Un bilan présentant des failles

Les emplois et les ressources de la SVB présentaient des anomalies ; d'une part, une forte densité des dépôts des banques de la Silicon Valley et, par conséquent, une absence de diversification au passif. D'autre part, en ce qui concerne les actifs, à fin 2022 la valorisation de plus de 70% de titres obligataires a lourdement chuté avec la hausse des taux.

L'absence de couverture relative à la hausse des taux en 2022 a engendré une perte de 1,8 milliard de dollars, faisant suite à la liquidation du portefeuille obligataire, en vue de financer les retraits massifs des startups.

Par conséquent, l'absence à la fois de diversification au niveau des emplois et des ressources, et d'une couverture du risque de taux de la SVB, a été critique pour la jeune banque américaine, fondée en 1983, qui aura donc vécu 40 ans.

 Défaut de régulation

La réglementation américaine a été assouplie en 2019, sous l'ère Trump. Sur le volet risque de liquidité, une gestion adaptée est mise en place, en fonction d'abord du montant global des actifs ; les banques dites « non systémiques », et dont les actifs n'excèdent pas 250 milliards de dollars, ne sont plus obligées de publier deux indicateurs fondamentaux en risques de liquidité (« Leverage coverage ratio » et « Net Stable Funding Ratio ») si leur niveau de refinancement de marché moyens au cours des 4 derniers trimestres est en deçà de 50 milliards de dollars.

La SVB est passée entre les mailles du filet et n'est pas assujettie au « LCR » car, à fin 2022, ses actifs sont valorisés à 211 milliards de dollars et son niveau de refinancement de marché moyen à court terme vaut 13,5 milliards de dollars.

On rappelle que le « LCR », issu de la réglementation bâloise (Bâle III) est le rapport des actifs liquides (dénommés HQLA) aux sorties nettes de trésorerie à horizon 1 mois. Initiée en 2013, l'exigence minimale pour cet indicateur est de 100% à compter du 1er janvier 2019. Le LCR moyen des banques françaises à fin 2022 dépasse largement (précisément de 64%) l'exigence minimale requise.

Le NSFR est un ratio dont l'horizon temporel est un peu plus large, s'étalant sur une durée d'une année.

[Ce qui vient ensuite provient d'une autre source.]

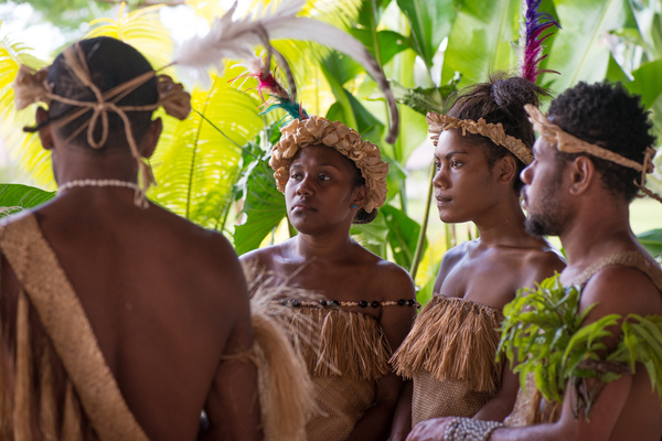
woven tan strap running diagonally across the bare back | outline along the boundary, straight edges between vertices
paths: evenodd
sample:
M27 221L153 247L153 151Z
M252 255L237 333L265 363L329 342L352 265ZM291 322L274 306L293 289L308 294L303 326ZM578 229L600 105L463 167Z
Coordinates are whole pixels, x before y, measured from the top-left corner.
M1 227L0 249L36 310L100 440L147 441L34 215Z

En résumé, on peut donc affirmer que la faillite de la 16e banque américaine provient d'un contexte macroéconomique relativement défavorable, d'un bilan présentant des failles aux emplois et aux ressources, et d'une négligence de la gestion du risque de taux et de liquidité, ce dernier assoupli par le régulateur national.

Pourquoi l'effet contagion n'a pas eu lieu

L'effet contagion n'a pas eu lieu, car d'une part la SVB a un bilan très concentré, et d'autre part le régulateur européen reste conforme aux exigences bâloises, il n'y a pas eu d'assouplissements réglementaires locaux relatifs à la gestion du risque de liquidité, un risque auquel les banques européennes semblent être résilientes.

La SVB n'est pas une banque systémique, ce qui était le cas de Lehman Brothers au moment de son défaut au quatrième 2008.